■ Interview: „Zu viert sind sie auf mich los“
Der 13jährige Michael P. (Name geändert) ist in der Silvesternacht in der Nähe der Sielwallkreuzung von Polizisten zusammengeschlagen worden. Seine Eltern wollen jetzt Strafanzeige stellen.
taz: Du warst in der Silvestnacht auf der Sielwallkreuzung. Was ist Dir dort passiert?
Ich wollte langsam von der Kreuzung weggehen, weil es mir langsam zu heftig wurde. Dabei bin ich am Dobben durch einen Garten durchgegangen. Dann sind plötzlich alle losgelaufen. Ich hab hinter mich geguckt, und dann waren da drei Bullen hinter mir. Ich wollte schnell über den Zaun rüberspringen, da haben sie mir ein Plastikschild von hinten in die Beine geworfen. Ich bin auf den Steinboden gefallen. Zu viert sind sie dann auf mich losgegangen und haben mich mit ihren Schlagstöcken und Schildern zusammengeschlagen.
Ich hab geschrien: ,Ich bin erst 13, laßt mich in Ruhe.' Aber die haben erstmal weitergemacht. Dann haben sie mich zum Streifenwagen an der Kreuzung abgeführt. Da haben sie meine ganzen Sachen auf die Straße geschmissen. Mein Portemonnaie haben sie von der Kette an der Hose abgerissen und durchgeguckt. Im Mannschaftswagen haben sie mich dann an den Haaren gezogen und den Arm umgedreht. Aus meinem Mund und der Nase hat es sowieso schon geblutet. ,Da hast Du jetzt was fürs ganze Leben' hat mir einer gesagt.

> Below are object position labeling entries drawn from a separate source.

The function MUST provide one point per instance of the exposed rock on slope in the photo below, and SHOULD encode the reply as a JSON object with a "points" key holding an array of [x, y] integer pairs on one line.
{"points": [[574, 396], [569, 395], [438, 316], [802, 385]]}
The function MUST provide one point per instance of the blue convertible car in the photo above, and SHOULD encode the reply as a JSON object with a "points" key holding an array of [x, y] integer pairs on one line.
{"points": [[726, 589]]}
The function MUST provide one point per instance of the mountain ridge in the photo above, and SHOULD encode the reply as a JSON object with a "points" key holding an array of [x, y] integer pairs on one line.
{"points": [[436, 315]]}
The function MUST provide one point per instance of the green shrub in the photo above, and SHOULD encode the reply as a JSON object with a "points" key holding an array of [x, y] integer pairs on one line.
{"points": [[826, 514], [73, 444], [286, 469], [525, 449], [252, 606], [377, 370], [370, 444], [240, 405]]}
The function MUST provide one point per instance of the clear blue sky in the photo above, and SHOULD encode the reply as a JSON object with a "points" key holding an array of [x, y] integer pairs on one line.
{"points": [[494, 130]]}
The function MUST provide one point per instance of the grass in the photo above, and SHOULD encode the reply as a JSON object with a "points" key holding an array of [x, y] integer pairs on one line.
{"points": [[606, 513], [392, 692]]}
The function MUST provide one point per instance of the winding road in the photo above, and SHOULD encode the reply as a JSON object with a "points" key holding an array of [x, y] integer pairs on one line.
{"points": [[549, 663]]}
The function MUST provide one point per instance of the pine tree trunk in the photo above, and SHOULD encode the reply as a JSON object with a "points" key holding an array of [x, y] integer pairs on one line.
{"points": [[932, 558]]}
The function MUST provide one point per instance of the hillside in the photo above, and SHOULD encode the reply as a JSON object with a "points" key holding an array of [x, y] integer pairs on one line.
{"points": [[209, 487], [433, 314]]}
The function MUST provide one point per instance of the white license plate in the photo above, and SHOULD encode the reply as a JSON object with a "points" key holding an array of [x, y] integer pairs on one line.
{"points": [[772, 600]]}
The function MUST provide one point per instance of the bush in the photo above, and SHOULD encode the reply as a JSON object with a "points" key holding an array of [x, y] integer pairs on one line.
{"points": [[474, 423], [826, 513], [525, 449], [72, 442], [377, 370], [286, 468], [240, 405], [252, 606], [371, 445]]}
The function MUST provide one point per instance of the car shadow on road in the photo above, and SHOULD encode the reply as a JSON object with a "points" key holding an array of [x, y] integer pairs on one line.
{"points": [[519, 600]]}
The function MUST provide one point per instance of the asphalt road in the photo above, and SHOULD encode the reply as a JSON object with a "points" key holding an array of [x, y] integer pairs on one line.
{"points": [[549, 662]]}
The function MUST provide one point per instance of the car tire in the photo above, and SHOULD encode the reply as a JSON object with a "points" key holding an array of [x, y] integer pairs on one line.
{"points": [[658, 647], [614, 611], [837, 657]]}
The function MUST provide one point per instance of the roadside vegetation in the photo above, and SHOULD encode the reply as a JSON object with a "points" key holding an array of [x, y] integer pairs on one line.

In der Ostertorwache haben sie mich durchsucht. Dabei haben sie mir nochmal auf die geschwollene Backe gehauen. Eine Stunde saß ich dann in der Zelle bis ich meinen Vater angerufen habe. Als der mich abgeholt hat, wollte er die Dienstnummer von dem Polizisten haben. Die haben sie ihm aber nicht gegeben. Wir sind dann brutal rausgeschmissen worden.
Danach sind wir noch ins Krankenhaus gefahren. Es ist nichts gebrochen, aber der Kaumuskel ist überdehnt, und ich habe schwere Prellungen. Den Mund kann ich nicht mehr richtig aufmachen.
Was hast Du zuvor an der Sielwallkreuzung gemacht?
Na ja, wir haben da halt Silvester gefeiert. Vorher haben wir geböllert. Als die ganzen Bullen ankamen, waren halt alle dagegen, daß die da räumen. Irgendwelche haben dann angefangen, Flaschen zu werfen. Ich hab auch eine geworfen, aber dem Bullen nur vor die Füße, so daß nichts passiert ist. Später haben wir noch Mülltonnen auf die Straße geworfen.
Warum bist Du überhaupt zur Sielwallkreuzung gegangen?
Ich bin da mit 30, 40 Leuten hingegangen, weil da immer was los ist. Und meine Freunde waren auch da. Wir wollten unsern Spaß haben und wollten nicht, daß die Bullen alles kaputtmachen.
Seit ihr von der Polizei aufgefordert worden wegzugehen?
Ja, die haben mit dem Megaphon gesagt, in drei Minuten sollen wir den Platz räumen. Aber die haben dann ja keinen durchgelassen. Mit ihren Schildern hatten sie alles dichtgemacht. Die Bullen haben jeden genommen, den sie gekriegt haben.